Under section 64a/ as amended by Act May 27, 1926, § 15 (11 USCA § 104(a), it was the duty of the trustee, in discharge of his general duty to protect the estate against illegal or excessive claims, to question the amount and legality of these taxes and to present them for determination by the court. New Jersey v. Anderson, 203 U. S. 483, 27 S. Ct. 137, 51 L. Ed. 284; In re Sheinman (D. C.) 14 F.(2d) 323; In re New England Tire & Rubber Co. (D. C.) 13 F.(2d) 1004, and cases,cited; In re Lewensohn (C. C. A.) 121 F. 538. That duty was not performed. Subsequent events show that the taxes were grossly excessive; that was clear enough even at the outset.
Parenthetically, what part of these taxes was assessed upon the mortgaged real estate does not appear: But it is a fair inference that the great bulk of them were thus assessed — certainly much more than the balance of the taxes after the $5,000 payment. In this mortgaged estate, as the foreclosure result showed, the bankrupt estate had no interest whatsoever. If the amendment of 1926, which'provides, inter alia, “that no order shall be made for the payment of a tax assessed against real estate of a bankrupt in excess of the value of the interest of the bankrupt estate therein as determined by the court,” had been in force on September 22, 1925, and invoked, against these taxes, little or none of them would have been payable out of the bankrupt’s estate. This aspect of the case, as well as the subsequent abatement of about half these taxes, lends strength to the view that it was the trustee’s plain duty, under the then operative provision of section 64a, to question the amount and legality of these taxes.

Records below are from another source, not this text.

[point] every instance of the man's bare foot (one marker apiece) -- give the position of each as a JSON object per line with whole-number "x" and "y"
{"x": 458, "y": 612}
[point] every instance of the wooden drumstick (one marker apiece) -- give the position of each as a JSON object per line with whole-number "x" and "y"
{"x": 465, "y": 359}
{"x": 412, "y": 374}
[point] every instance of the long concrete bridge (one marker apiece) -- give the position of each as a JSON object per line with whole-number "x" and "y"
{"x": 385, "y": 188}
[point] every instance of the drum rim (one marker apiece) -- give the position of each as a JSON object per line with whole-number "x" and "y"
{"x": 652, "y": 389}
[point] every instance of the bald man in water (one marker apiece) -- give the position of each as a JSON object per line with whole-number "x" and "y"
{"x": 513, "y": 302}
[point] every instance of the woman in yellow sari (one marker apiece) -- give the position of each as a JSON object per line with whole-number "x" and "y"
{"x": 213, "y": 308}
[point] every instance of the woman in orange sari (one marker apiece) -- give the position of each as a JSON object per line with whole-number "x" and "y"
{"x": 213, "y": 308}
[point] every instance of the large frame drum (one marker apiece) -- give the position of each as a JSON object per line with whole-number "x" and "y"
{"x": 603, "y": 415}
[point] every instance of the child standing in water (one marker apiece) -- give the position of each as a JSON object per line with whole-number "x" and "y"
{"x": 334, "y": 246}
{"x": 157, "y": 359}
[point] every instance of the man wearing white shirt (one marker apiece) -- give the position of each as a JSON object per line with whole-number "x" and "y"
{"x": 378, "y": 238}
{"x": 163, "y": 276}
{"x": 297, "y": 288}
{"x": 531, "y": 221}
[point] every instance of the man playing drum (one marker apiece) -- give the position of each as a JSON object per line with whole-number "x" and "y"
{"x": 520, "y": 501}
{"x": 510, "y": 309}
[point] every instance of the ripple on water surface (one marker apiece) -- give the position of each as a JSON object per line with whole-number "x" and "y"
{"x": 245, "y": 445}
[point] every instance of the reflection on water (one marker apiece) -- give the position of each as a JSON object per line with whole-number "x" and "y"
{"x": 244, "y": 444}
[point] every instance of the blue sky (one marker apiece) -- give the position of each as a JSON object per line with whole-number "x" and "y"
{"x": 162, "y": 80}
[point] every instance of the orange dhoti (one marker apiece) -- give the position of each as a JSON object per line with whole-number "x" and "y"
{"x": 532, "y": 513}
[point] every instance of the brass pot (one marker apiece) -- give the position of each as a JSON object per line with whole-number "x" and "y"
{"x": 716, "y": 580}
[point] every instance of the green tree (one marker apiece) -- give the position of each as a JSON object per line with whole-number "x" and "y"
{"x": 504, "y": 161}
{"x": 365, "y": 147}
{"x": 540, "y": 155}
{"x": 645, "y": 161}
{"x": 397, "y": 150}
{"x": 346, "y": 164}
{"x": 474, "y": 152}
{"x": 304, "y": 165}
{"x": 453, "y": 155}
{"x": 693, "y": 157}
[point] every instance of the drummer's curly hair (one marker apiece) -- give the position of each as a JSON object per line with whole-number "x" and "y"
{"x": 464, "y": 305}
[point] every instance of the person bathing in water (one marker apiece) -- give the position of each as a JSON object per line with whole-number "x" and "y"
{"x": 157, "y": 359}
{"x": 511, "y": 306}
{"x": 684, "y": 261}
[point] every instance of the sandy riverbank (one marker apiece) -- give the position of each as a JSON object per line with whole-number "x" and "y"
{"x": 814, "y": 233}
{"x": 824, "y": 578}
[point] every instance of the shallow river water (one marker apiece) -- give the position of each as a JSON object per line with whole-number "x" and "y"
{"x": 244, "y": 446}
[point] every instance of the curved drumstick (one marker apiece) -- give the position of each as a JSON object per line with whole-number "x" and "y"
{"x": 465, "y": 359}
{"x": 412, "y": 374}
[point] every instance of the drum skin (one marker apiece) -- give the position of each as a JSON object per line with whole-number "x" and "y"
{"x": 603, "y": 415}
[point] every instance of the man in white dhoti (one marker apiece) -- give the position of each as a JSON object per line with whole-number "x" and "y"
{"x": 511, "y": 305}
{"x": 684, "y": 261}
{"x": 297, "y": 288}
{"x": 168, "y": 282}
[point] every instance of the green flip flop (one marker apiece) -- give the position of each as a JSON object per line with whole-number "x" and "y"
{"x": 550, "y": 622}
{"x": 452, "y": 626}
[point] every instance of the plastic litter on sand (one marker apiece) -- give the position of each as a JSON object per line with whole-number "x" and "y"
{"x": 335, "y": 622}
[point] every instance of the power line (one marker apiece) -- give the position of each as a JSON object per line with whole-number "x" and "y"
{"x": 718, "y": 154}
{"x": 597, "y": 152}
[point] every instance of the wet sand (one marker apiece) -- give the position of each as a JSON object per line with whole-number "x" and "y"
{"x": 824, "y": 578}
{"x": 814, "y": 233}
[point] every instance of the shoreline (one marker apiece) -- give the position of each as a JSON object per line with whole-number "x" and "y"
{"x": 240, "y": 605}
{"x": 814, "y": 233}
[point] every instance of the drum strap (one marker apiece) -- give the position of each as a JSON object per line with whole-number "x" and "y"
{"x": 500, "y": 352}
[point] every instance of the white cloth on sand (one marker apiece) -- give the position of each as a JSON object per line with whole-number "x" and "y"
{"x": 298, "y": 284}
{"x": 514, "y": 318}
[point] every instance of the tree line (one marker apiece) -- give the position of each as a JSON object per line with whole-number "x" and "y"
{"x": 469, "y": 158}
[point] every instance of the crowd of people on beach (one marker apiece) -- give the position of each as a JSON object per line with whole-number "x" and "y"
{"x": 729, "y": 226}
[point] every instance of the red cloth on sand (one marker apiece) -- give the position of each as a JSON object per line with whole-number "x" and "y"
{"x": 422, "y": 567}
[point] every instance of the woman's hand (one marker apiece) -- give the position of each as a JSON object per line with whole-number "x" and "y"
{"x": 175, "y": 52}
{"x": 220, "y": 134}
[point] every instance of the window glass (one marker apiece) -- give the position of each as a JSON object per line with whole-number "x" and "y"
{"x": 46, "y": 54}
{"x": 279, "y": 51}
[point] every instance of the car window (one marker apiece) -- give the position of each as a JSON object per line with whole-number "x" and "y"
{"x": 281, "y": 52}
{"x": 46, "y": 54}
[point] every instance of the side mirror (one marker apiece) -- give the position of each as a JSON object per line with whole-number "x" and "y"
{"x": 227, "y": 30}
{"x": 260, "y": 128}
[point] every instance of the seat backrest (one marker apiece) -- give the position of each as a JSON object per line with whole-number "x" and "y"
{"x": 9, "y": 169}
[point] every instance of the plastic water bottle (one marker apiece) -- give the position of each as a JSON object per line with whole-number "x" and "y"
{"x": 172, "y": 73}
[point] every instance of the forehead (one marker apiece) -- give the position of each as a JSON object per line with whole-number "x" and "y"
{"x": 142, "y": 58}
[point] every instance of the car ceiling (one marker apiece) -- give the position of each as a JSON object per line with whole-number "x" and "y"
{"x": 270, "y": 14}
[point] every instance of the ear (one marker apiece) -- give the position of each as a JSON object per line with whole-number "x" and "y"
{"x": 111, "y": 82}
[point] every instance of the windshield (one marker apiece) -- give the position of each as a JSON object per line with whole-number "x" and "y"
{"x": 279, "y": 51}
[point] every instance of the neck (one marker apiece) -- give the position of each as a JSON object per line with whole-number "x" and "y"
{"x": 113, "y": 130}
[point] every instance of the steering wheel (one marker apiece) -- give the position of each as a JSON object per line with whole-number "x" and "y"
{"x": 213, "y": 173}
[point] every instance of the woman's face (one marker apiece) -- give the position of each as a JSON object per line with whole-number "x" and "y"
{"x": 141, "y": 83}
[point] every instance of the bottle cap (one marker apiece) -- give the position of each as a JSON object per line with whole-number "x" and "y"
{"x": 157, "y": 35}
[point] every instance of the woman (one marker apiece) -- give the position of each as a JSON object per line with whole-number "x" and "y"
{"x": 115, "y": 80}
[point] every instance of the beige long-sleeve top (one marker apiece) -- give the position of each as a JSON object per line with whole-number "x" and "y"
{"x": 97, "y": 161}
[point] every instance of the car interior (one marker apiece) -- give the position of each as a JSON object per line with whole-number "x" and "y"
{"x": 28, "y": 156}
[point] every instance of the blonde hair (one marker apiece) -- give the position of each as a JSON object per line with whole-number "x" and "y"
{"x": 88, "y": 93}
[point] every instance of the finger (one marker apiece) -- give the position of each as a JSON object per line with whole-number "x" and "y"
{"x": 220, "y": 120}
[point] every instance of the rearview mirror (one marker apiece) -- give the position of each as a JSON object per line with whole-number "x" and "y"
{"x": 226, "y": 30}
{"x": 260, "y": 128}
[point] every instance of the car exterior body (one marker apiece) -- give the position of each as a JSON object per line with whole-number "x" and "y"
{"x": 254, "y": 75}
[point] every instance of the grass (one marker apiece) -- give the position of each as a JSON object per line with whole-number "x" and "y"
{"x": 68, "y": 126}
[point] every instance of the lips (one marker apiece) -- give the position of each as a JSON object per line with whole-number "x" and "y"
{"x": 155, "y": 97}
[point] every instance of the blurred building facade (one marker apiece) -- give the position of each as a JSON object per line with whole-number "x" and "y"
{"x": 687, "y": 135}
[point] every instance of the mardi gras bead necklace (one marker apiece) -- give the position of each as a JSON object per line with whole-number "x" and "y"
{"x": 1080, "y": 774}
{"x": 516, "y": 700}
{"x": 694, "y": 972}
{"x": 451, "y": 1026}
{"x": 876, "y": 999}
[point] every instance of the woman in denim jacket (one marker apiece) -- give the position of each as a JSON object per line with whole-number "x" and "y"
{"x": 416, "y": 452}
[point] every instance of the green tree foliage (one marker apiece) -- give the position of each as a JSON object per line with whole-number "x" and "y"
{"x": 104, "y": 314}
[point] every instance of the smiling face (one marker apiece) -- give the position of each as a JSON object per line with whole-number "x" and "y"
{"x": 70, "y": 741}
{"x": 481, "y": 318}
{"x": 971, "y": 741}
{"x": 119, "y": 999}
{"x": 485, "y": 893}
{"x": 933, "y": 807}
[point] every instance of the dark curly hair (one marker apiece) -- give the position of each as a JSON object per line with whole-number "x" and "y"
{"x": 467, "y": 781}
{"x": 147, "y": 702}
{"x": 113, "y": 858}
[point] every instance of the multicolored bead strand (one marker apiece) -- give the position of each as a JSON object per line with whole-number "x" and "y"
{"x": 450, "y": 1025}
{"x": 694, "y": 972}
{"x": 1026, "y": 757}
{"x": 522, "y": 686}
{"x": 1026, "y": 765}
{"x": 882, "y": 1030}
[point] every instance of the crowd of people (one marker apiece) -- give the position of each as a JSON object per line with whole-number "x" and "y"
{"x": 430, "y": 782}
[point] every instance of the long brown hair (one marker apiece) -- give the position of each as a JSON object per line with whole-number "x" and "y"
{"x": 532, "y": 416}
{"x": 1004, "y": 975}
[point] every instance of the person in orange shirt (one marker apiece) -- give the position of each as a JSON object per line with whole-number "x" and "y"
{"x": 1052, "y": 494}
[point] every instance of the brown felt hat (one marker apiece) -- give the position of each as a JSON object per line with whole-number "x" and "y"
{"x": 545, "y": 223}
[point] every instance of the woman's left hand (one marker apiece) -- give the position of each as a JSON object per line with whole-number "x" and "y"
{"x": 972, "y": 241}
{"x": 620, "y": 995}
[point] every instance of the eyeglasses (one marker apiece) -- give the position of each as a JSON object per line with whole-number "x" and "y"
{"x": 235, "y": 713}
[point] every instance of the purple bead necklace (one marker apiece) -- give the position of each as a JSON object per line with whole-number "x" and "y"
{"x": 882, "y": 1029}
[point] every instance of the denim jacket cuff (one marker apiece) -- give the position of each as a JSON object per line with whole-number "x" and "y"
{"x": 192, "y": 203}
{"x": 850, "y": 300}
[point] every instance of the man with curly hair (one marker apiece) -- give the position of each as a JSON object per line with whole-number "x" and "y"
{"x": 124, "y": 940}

The purchaser at the foreclosure auction sale bought merely land subject to a tax lien. We perceive no right in this purchaser to have the lien for taxes discharged by the general bankruptcy estate. •
As this sum, $5,479.29, was not paid over to the purchaser by the trustee in bankruptcy until 1929, and no further order, as required by Referee Stetson’s order, for the payment of this sum as taxes to the city or any one else was ever made, we have no difficulty in concluding that the amendment of 1926 was applicable and gave the wage claims priority over taxes. The ease falls, in that regard, within the rulings made by this court in City of Chelsea v. Dolan (C. C. A.) 24 F.(2d) 522. As we there said in effect, with citation of authorities, there is no vested right in priorities under the Bankruptcy Act.
The decree of the District Court is reversed, and the case is remanded to that court for further proceedings not inconsistent with this opinion; the appellants recover costs of appeal.